Using relevant equations for E and J, show that the current in a steady current I in a cylindrical conductor with uniform conductivity $\sigma$ is uniformly distributed across its cross-section.
I think the relevant equations are the divergence of the E field from the Maxwell equations and $\sigma$E=J but calculating the divergence of J using the symmetry of the problem doesn't seem to work at all. I think I might be confused about the definition of the variables or using something I should be.
By the steady state assumption and cylindrical symmetry, both the potential $V$ and the current per unit area $j_z$ are functions only of the radial distance $\rho$ and the distance along the cylinder $z$, and not of the angle $\phi$. And since there can be (in the steady state) no current perpendicular to the center of the cylinder, the potential cannot have a non-zero $\rho$ derivative; thus $V(\rho,z) = V(z)$.
Now let the current $j_z$ integrated over in a ring of radius $r$ to $r+\delta r$ be $I(z,r,\delta_r)$. Ohm's law $\delta V_{ab} = j_ab R_ab$ applied to points in the ring at $z$ and the ring at $z+\delta z$ tells us that $$ j_z(z, \rho) \sigma \delta z= V(z+\delta z,\rho) - V(z,\rho) $$ where $\sigma$ is the resistivity of the wire. This can be integrated over the area $A$ of the ring: $$ I(z,r,\delta r) = \sigma \int_{\rho = r}^{r+\delta r} j_z(z,\rho) d\rho = A [V(z+\delta z,\rho) - V(z,\rho) ] $$ Taking the limit as $\delta z \to 0$, $$ \frac{\partial}{\partial z} \sigma \int_{\rho = r}^{r+\delta r}j_z(z,\rho) d\rho = \frac{\partial V(r,z)}{\partial z} $$ Now comes the first key point: In the ring from $r - \Delta r$ to $r$, with $r - \Delta r$ chosen such that the (cross section) area from $r - \Delta r$ to $r$ is the same as the area from $r$ to $r + \delta r$, there is no radial current between the two rings so $V(r,z)$ cannot be different for the two rings. And this is true for the two rings at $z+\delta z$ as well, so the $z$ derivative of $V$ has to be the same whether you are looking at ring one or ring two.
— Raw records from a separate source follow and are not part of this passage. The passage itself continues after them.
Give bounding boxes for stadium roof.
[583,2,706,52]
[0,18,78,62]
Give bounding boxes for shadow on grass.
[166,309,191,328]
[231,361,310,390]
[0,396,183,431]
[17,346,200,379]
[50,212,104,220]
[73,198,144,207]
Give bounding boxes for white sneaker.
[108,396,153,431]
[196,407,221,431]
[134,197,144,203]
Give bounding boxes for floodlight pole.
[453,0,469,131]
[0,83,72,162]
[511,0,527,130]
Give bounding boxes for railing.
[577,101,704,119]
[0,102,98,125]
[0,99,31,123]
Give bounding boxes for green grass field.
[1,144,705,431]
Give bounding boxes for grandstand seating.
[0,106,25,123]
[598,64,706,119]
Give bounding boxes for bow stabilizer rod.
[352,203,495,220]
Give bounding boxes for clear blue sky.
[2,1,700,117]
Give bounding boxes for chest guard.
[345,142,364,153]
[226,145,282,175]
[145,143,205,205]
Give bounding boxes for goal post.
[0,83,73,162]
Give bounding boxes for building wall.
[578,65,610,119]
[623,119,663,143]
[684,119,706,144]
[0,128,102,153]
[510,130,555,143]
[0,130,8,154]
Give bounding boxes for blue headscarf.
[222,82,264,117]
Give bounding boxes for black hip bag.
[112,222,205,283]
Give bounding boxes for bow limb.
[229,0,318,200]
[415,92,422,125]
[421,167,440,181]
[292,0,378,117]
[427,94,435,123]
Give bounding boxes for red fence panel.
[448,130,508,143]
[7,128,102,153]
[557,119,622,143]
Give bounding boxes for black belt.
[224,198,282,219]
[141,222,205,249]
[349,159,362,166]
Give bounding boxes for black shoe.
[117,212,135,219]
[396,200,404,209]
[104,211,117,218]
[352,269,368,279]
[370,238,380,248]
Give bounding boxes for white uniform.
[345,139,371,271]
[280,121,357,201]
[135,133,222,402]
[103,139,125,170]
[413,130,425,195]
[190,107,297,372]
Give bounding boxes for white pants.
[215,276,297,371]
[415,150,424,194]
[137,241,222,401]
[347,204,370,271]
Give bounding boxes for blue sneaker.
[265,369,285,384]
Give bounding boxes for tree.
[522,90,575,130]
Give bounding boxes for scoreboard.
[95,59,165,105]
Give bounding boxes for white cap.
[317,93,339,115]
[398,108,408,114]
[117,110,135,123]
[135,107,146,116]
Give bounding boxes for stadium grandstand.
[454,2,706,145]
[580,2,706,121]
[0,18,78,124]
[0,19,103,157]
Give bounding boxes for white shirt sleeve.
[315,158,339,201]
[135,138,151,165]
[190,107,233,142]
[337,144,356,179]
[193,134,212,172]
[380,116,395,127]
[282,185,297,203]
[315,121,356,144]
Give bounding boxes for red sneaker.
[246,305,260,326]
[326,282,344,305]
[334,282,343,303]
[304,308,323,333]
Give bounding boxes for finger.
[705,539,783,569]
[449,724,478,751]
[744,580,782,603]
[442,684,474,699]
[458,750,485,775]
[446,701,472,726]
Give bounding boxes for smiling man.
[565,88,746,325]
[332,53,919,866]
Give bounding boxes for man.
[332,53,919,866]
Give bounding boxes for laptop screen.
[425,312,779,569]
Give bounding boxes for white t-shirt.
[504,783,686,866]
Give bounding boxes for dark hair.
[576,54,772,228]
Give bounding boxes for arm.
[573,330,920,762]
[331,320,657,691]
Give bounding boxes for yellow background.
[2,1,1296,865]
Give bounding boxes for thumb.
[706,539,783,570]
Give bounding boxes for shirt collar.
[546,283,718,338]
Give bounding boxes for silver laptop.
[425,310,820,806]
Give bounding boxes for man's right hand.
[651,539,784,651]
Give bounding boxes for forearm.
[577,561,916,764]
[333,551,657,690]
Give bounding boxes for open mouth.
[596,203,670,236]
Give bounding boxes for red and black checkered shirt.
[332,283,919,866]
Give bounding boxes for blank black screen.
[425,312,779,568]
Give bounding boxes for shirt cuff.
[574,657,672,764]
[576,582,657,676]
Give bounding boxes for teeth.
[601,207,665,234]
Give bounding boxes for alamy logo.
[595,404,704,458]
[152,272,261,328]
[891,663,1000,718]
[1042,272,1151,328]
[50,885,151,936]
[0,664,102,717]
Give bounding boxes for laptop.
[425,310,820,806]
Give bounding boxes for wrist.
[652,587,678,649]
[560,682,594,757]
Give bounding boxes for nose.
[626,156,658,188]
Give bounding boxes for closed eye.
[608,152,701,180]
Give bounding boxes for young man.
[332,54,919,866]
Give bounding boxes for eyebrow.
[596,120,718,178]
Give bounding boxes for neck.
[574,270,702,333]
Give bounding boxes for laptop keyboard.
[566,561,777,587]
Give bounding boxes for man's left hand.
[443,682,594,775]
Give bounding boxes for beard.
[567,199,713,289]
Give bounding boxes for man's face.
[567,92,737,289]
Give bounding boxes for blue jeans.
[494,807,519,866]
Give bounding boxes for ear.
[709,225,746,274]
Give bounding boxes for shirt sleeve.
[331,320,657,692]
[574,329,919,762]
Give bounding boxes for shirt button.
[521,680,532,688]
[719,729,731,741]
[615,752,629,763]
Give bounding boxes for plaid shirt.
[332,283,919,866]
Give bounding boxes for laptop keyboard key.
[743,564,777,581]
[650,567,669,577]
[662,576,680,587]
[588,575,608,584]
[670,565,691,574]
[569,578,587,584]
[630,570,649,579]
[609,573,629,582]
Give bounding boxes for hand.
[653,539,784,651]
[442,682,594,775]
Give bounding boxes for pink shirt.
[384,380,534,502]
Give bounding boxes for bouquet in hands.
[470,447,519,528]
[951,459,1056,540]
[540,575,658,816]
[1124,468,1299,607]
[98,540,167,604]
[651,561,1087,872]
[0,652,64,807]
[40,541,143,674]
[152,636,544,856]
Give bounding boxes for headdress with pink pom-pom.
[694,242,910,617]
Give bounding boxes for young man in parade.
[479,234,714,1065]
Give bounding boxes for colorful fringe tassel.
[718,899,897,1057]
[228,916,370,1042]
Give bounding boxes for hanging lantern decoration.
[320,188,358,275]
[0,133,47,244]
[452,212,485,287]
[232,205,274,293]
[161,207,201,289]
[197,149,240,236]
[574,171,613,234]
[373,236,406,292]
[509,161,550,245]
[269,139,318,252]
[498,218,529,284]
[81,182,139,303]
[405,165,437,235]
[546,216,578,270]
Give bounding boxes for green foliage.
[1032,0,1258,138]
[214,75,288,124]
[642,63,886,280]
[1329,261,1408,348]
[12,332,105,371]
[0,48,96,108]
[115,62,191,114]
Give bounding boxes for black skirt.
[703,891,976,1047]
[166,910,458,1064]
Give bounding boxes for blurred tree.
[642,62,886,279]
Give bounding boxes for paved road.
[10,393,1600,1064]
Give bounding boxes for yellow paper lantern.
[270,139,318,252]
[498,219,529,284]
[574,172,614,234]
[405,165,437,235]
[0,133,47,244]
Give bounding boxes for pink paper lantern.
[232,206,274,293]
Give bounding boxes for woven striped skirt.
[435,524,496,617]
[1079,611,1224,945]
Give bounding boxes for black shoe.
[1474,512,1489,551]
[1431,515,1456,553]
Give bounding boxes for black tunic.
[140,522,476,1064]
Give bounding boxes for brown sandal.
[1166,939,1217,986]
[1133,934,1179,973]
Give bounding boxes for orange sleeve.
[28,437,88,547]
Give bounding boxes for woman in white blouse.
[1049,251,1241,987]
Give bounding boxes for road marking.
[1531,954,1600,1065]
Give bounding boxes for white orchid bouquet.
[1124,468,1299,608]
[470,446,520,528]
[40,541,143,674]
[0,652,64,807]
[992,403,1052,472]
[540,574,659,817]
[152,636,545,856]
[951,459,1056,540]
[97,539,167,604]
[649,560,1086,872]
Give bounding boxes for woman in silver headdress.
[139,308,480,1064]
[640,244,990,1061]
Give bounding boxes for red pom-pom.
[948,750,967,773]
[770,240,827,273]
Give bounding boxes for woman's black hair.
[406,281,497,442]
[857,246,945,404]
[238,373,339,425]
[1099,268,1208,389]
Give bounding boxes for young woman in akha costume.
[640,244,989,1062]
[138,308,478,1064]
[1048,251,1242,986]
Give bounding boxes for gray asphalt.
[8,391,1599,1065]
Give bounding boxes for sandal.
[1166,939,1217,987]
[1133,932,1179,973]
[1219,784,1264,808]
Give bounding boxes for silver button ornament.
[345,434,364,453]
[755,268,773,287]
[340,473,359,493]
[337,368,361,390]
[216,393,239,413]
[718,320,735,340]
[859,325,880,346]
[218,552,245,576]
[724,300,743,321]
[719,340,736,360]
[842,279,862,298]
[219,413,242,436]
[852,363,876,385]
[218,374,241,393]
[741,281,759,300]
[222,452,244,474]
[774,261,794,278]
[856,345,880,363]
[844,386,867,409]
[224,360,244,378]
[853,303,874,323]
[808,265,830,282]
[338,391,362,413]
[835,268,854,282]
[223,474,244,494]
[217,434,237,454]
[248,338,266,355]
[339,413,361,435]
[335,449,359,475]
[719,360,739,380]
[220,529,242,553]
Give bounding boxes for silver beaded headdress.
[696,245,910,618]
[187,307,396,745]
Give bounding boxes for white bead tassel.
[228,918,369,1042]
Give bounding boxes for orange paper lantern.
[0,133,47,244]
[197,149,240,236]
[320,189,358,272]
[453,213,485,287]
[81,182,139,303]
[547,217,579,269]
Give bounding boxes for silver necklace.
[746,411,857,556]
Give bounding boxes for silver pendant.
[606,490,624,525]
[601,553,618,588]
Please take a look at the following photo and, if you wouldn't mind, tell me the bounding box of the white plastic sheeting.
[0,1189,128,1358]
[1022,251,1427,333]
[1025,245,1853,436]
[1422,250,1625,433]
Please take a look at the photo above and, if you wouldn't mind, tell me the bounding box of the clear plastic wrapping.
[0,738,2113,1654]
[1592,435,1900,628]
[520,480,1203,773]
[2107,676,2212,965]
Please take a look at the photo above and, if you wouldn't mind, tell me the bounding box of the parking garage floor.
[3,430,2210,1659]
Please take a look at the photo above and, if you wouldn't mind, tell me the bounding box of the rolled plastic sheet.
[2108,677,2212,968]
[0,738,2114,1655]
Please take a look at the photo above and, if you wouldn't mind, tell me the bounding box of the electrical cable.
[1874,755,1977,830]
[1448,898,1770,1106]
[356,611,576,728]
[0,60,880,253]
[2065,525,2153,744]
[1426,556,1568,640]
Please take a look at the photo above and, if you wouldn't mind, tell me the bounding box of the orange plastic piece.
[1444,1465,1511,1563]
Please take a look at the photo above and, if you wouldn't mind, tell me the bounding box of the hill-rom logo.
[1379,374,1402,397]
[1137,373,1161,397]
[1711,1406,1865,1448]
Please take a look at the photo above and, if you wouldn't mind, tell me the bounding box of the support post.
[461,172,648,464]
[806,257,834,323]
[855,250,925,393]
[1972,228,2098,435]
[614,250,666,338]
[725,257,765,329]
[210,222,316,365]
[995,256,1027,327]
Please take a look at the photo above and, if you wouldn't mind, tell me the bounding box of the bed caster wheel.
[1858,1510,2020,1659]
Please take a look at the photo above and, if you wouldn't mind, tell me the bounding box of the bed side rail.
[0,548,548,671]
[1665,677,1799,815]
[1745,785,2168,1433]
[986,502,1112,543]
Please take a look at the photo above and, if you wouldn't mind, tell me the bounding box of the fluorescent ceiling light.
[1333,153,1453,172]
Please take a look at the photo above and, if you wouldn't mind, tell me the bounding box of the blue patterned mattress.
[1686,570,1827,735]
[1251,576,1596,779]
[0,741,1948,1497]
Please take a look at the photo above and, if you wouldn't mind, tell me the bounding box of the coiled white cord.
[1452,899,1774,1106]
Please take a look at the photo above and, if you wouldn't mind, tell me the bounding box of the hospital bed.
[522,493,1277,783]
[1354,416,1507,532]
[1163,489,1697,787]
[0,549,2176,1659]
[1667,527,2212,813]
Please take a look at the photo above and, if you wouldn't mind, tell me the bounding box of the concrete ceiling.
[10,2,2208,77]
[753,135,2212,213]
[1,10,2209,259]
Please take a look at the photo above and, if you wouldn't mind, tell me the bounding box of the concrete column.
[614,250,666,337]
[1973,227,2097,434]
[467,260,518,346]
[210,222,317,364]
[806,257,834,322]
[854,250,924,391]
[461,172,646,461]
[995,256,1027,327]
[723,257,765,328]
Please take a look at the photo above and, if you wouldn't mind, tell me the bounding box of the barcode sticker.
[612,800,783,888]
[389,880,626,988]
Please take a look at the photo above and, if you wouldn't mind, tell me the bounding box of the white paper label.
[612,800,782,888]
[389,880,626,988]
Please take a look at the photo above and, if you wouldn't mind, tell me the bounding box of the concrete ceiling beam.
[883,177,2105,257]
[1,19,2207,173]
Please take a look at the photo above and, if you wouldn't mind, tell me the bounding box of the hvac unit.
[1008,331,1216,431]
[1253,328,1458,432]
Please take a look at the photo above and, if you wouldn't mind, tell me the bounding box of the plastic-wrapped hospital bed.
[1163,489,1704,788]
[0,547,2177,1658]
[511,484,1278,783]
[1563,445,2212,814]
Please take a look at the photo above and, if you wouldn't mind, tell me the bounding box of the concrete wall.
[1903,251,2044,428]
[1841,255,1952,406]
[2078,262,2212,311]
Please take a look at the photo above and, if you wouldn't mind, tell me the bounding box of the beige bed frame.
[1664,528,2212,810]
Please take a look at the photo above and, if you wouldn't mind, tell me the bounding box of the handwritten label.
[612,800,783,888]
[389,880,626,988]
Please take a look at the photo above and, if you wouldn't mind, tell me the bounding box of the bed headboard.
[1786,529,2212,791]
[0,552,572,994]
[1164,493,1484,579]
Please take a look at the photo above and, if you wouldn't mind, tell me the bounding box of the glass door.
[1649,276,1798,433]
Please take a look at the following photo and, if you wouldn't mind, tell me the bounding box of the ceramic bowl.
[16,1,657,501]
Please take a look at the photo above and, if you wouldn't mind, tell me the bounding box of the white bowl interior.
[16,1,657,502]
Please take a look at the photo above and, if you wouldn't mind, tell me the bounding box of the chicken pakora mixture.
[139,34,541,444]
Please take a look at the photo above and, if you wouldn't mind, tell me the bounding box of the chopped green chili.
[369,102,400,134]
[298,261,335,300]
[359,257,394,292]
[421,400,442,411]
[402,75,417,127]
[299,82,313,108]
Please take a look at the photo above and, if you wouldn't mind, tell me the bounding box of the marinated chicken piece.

The second key point is that that above relation holds for the second ring as well: $$ \frac{\partial}{\partial z} \sigma \int_{\rho = r-\Delta r}^{r}j_z(z,\rho) d\rho = \frac{\partial V(r,z)}{\partial z} $$ So $$ \frac{\partial}{\partial z} \sigma \int_{\rho = r-\Delta r}^{r}j_z(z,\rho) d\rho =\frac{\partial}{\partial z} \sigma \int_{\rho = r}^{r+\delta r}j_z(z,\rho) d\rho \\ I(z,r-\Delta r)=I(z,r,\delta r) \\ \frac{d}{dr} I(z,r-\Delta r) = 0 $$ and this says that the current through a circular ring cross section of the wire must be dependant only on the area of the ring.
Finally, one can obtain a cross section of arbitrary shape by superposing rings and parts of rings. By circular symmetry the current passing through an arc of a ring of angle $\theta$ will be $I(z,r-\Delta r) \frac{\theta}{2\pi}$. And the area of such a shape is obtained by integrating the area of each ring times that same $\frac{\theta}{2\pi}$. So the current equallity for equal area holds for arbitrary cross-section shapes.